Now the D. A. has her Power Point projector set up. Never at a loss for words, she says to the jury, “I have to admit this is probably my third time using Power Point. If the projector blows up, I’ll try to aim it at the Public Defender!” She is gonna catch hell at the next D.A. / P.D. / Judge barbecue.

Too bad I don’t have enough money to buy all these people new cars. I’d be out of here!


Instead of going to court, I decided to slash my wrist. My cellie threw up. Then he called for the sheriffs deputies over the intercom.

I received stitches along with a brace (which they then took from me), to keep the damaged tendons from snapping. I spent the night in a padded safety cell with a grate in the floor for a bathroom. I was wearing a thick Fred Flinstone get-up.

The doctor came to talk to me in the morning, then released me to the acute care unit. I stayed there for a few days before returning to the main psych tank. While there, I met some interesting characters. “Cut Throat” had earned his name by cutting his throat from ear to ear with a razor blade. “Mogley” was a dead ringer for the jungle boy. “Spider Man” had slashed both arteries in his wrists and sprayed blood just like the super hero sprays webs.

Cuckoo Cosmonaut was also in the acute unit. This time he was wearing a massive cast which extended from his shoulder to his hand. He had jumped off the tier head first. Earlier that week someone else had died performing the same maneuver.

I asked Cuckoo Cosmonaut why he wanted to kill himself.

“Well, I don’t anymore, now that I see you and other people here looking at life sentences.”

“What are you facing?” I asked him.

“Six months.”

“How else have you tried to kill yourself”

“I tried to drown myself in the toilet I thought the urine would kill me.”

Unexpected Gifts

My Pinochle partner was a young dude. He was cool. He didn’t look the type to be in jail; but then, who does?

We took a break after winning consecutive hands. Our opponents looked grouchy. They were sore losers, especially the older fat Bozo. There was something unwholesome about him. Everyone knew he’d killed her. What the fuck was he doing carrying a roll of carpet to his van in the middle of the night? See, his former partner was in the tank too. The partner and his wife had witnessed Bozo’s middle of the night carpet escapade. Bozo had priors. His prior victims were set to testify at his trial: he had tried to rape and murder them. He would never get out. Good. It’s times like these that I’m glad the prosecutors are so corrupt.

Canteen arrived, for those who had money. Not me: I was as broke as the day I got busted. Man, those soups, candies, chocolates, and pastries sure looked good. I shuffled the Pinochle deck and walked to my cell.

I felt like shit. Just as I was descending into a deep funk, there came a knock at my door. Looking up, I saw my Pinochle partner standing there with a sack in his hands.

“Some of us got together – we thought you might need a few things.”

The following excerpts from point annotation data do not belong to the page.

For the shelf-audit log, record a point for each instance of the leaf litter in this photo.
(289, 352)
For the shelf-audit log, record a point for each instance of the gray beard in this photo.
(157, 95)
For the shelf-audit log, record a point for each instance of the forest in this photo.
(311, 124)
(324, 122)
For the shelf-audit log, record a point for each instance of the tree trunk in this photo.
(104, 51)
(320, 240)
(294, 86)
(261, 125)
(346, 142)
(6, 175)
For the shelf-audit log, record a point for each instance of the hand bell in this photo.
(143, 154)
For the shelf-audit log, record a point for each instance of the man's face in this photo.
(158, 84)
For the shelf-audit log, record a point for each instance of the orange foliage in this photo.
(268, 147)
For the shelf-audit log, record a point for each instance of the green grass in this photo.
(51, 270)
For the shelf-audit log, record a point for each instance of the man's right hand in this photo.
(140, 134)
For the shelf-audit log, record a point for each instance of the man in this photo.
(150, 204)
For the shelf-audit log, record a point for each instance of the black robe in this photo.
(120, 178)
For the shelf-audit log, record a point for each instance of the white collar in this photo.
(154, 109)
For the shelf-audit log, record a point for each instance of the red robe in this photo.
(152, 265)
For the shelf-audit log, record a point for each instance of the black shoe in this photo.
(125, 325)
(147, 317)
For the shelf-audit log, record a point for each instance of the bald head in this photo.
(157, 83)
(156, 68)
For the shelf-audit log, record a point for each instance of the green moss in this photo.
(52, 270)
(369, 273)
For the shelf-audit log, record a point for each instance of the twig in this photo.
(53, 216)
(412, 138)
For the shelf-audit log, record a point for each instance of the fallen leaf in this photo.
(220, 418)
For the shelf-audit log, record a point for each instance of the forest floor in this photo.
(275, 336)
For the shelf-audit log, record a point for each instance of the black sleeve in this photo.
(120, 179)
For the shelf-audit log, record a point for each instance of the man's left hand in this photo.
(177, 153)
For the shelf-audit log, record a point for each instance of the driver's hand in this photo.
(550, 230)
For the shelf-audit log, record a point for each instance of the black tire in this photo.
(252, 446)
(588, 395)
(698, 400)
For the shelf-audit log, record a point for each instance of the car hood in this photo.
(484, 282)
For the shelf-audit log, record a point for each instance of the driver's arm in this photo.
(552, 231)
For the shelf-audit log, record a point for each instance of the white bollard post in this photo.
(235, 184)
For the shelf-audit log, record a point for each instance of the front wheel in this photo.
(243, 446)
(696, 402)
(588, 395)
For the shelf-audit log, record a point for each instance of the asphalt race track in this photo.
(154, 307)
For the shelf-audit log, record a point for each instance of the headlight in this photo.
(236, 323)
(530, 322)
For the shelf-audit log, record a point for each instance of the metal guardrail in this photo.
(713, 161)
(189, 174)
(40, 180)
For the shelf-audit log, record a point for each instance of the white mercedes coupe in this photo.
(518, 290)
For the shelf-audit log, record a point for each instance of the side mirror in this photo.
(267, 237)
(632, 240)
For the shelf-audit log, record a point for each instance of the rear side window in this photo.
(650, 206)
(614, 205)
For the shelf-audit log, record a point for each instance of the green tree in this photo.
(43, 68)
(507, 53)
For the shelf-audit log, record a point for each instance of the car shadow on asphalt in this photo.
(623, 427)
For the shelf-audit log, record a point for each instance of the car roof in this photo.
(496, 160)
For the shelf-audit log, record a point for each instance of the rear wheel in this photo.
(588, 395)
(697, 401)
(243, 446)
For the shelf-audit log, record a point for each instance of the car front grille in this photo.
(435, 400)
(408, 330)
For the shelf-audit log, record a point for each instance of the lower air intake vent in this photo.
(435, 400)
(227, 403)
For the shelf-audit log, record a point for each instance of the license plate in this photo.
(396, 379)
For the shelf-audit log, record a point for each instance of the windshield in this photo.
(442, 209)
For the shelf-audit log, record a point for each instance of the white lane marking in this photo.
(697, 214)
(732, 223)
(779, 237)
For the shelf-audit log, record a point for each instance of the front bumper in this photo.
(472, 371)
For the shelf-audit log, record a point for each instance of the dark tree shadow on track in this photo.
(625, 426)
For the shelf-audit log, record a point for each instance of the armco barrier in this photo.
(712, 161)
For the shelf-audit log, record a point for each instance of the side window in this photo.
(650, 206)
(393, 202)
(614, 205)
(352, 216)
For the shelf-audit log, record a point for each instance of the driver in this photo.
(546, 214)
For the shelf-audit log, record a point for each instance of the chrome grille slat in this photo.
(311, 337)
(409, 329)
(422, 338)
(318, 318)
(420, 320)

“Thank you guys!” My spirits lifted with this unexpected blessing of soup, pastries, and chocolates. “Thank you very much!”

“We also hold prayer and Bible study in cell 28 upstairs.  You’re welcome to join with us.”

“Thank you,” I said.  


My name is G. T. Carrillo. I am serving 39-to-life under California’s Three Strikes and You’re Out law. I did not kill anyone. I cut someone on the hand. This is only my second time in prison.

I have met a variety of people in prison, many of whom are serving life sentences for petty crimes, under the three strikes law. Some of these individuals have not been able to come to grips with the overwhelming reality of serving life sentences which they don’t deserve. Those are the ones who self-parole: they commit suicide.

I have been fortunate. God has been looking out for me. I am still alive.